If data is the life blood of organizations, how are businesses protecting it. Michelle Finneran Dennedy in her book, the Privacy Engineer’s Manifesto, describes five stages of protecting data in the information age:
The question is, where are CIOs in this progression of protecting data? This was a recent topic of discussion at our weekly #CIOChat Twitter chat session.
Should CIOs be focused on creating better fortresses? Or securing data and whom can access it?
There are clearly two distinct views amongst CIOs. Some believe that while the fortress is a past mindset, it is still important. They believe the fortress represents the first line of defense, but restrictions on access rights and usage need to be part of the mix.
These CIOs assert that you shouldn’t surrender your boundaries entirely, if only to keep junk traffic and DDoS traffic out. They suggest boundaries are foundational. These CIOs think data security and access rights are the next thing IT organizations needs to get better at. They go onto say that while the fortress must be strong, the people part of the equation is the weakest link to protecting the enterprise. If someone has acquired an employee’s credentials especially if they have their phone and broke a weak password, they can handle Multi-Factor Authorization. Here the fortress is broken.
Other CIOs, however, suggested fortress thinking is similar to the “French Maginot Line”. These CIOs say that fortress style security is doomed to fail. They think traditional security models are like eggshells. They are strong when pressed from the ends, but they fall apart from squeezing or stretching. They suggest, for this reason, historically fortresses have proven to be failure.

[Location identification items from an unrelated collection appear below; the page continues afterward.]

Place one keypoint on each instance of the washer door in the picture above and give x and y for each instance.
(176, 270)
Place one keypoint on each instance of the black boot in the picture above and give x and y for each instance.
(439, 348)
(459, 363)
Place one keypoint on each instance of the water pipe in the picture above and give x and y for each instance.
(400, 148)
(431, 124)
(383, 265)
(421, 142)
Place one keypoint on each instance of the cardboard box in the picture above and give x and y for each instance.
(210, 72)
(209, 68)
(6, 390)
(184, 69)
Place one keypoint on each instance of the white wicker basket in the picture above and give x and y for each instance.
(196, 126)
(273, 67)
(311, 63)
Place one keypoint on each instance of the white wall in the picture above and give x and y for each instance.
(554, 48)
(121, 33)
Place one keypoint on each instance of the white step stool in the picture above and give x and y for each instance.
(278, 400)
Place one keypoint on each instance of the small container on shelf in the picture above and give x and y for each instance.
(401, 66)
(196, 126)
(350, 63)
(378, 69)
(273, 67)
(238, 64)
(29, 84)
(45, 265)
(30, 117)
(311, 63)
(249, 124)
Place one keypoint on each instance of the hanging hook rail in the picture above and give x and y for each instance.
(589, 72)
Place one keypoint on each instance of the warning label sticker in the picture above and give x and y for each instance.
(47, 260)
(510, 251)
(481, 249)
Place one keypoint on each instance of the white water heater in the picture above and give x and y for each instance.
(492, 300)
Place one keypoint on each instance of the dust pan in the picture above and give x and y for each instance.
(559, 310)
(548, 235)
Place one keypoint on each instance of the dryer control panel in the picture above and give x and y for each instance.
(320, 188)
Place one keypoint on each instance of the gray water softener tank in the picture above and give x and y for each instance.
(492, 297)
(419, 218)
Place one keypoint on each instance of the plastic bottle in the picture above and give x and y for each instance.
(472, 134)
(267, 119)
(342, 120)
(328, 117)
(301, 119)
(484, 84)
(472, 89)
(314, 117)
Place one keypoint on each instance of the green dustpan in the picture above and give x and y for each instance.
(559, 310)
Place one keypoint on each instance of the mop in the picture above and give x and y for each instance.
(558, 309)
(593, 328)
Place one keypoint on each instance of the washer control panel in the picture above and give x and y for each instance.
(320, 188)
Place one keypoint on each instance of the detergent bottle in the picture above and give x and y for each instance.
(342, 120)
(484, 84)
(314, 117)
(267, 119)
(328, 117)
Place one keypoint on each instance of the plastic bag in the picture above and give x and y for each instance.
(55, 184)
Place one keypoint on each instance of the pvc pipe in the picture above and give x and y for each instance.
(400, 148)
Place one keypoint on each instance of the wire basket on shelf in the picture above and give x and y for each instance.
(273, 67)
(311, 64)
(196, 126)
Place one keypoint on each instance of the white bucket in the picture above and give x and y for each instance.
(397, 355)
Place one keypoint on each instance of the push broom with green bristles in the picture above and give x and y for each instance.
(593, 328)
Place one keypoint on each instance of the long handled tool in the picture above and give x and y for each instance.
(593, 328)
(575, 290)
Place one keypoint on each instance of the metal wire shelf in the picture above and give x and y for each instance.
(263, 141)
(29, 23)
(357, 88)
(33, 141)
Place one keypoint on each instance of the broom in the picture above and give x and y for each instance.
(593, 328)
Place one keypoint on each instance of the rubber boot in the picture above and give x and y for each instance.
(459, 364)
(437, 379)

These CIOs say that we should no longer be concerned with the fortress walls. While they recommend good perimeter hygiene, they say the focus needs to move to pattern and behavior-based security. They suggest that IT leaders move away from current static security methods and evolve towards a more active and continuously evaluated posture. These CIOs think data security is tied to categorization and usage characteristics. They favor “security by design” with the application the data supports.
These CIOs see identity and access management as boundary brokers. They say, for this reason, it is important to focus on securing data with an awareness of access layers and exterior entry points. At the same time, they think it is time to move away from holding on to data tightly. We need, they say, to protect data while at the same time as we make it available to appropriate folks through appropriate APIs. They believe the tighter you make the protections; the more data will slip through.
Governance and cybersecurity related to data clearly are hard. But this is what makes it so interesting and challenging. These CIOs think we all accept that there is no way to keep everyone out all the time. For this reason, protecting data in an insecure world comes down to how well you control access by those with access credentials.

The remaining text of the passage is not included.